A fifth suspect, Michael Velez, 21, perhaps trying to plant the seeds for his own defense, claimed ignorance in the botched burglary attempt. In a jailhouse interview, Velez, stated he was only doing a favor for a friend, and was surprised and shocked when Pride brandished the 9-mm. Ruger.

He further expressed remorse for slain Officer Figoski, and his family. A somewhat dubious sentiment when Velez, for all intents and purposes was in a position to stop the subsequent events by flagging down a police officer or calling 911 as the other four perpetrators proceeded with the home invasion.

What Velez, did however when the Gold Nissan Maxima he occupied  was blocked by an arriving squad car, slipped unseen from the vehicle and walked casually to a nearby bar. He then phoned for a livery cab and asked to be driven to Queens.
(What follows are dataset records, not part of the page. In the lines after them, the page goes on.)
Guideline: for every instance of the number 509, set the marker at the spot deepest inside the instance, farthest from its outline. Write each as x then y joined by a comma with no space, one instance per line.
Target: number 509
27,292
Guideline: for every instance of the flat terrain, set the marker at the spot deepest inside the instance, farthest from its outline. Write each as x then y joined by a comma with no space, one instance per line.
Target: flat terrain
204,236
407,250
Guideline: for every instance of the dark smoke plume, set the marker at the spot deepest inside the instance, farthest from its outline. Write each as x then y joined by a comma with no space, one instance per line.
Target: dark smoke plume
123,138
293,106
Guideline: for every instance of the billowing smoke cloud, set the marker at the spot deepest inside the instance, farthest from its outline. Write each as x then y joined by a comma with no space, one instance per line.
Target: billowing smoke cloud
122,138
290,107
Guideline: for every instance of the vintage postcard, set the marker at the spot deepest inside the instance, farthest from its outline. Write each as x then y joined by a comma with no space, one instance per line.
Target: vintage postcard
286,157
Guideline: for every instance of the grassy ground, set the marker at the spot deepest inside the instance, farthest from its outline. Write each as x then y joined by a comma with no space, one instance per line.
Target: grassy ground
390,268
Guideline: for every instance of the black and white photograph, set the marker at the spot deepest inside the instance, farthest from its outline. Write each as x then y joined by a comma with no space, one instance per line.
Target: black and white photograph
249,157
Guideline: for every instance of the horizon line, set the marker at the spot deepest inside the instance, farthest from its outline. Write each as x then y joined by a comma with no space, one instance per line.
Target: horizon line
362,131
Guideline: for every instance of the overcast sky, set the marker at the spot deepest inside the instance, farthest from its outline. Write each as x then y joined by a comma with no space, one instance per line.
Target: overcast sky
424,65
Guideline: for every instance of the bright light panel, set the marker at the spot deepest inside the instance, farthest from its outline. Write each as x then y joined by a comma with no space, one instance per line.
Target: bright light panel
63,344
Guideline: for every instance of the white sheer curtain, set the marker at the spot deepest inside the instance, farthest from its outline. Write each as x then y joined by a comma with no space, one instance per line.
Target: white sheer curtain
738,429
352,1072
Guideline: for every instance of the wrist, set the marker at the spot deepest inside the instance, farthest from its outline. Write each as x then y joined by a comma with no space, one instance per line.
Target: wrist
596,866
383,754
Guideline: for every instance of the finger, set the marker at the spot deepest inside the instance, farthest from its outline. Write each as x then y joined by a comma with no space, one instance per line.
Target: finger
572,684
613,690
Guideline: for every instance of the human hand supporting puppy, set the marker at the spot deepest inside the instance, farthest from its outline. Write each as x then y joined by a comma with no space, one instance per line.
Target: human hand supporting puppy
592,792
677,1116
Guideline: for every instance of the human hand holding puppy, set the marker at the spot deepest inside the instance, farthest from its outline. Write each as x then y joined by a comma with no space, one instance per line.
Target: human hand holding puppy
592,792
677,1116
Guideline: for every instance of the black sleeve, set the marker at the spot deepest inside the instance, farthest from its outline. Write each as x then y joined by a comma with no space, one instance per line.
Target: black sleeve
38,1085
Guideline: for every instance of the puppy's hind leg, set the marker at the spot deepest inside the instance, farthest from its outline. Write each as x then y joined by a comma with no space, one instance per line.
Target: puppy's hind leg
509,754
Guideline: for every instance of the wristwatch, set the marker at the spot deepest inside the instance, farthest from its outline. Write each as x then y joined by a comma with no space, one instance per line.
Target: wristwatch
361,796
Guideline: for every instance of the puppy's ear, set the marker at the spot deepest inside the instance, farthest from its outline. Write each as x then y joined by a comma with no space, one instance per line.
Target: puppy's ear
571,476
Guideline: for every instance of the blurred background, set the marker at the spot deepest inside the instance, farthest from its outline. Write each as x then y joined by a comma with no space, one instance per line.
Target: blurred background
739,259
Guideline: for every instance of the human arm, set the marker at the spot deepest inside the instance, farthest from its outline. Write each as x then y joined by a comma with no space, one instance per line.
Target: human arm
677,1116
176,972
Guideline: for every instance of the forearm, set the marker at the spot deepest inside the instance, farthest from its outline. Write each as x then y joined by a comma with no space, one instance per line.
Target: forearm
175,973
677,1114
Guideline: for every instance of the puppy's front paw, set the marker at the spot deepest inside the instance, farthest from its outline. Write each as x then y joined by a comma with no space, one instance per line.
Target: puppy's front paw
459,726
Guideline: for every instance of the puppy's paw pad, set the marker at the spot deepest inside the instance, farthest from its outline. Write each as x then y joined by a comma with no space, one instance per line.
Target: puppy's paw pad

Police used surveillance video and tracked down Velez, who was found hiding out at his cousin’s house.

Figoski’s daughters: Christine, 20; Caitlyn, 18; Caroline, 16; Corinne, 14; whom he hoped to shield from the depraved world he worked in, can take solace in the fact their father’s killers were caught and will be brought to justice.

A very small consolation for a death that perhaps could have been avoided if, Judge Evelyn Laporte, had not denied a bail request of $2,500 for Lamont Pride, on an earlier drug bust.

Ironically, the gun that killed Detective Figoski (awarded posthumously) was purchased from Dance’s Sporting Goods, in Colonial Heights, Virginia. 21-years-ago, a stray bullet from a gun purchased from the same store, struck and killed 9-month-old Rayvon Jamison while in his walker.

Overwhelming public support and outpouring affection will enable Figoski’s dream that all of his daughters get  a college education, to reach fruition, through the Peter Figoski’s Scholarship Fund, which has amassed $662,000 to date.

A throng of 20,000 misty-eyed officers, relatives, and friends on 12/19/2011 came to pay their respects for a fallen hero.

In a touching a moment, Figoski’s youngest daughters rested their hands on their father’s casket one last time.

Perhaps summoning strength from their father, who was being hailed and saluted as a hero, and wanting nothing more than to trade the accolades for the chance to spend Christmas and New Year’s Eve with him again.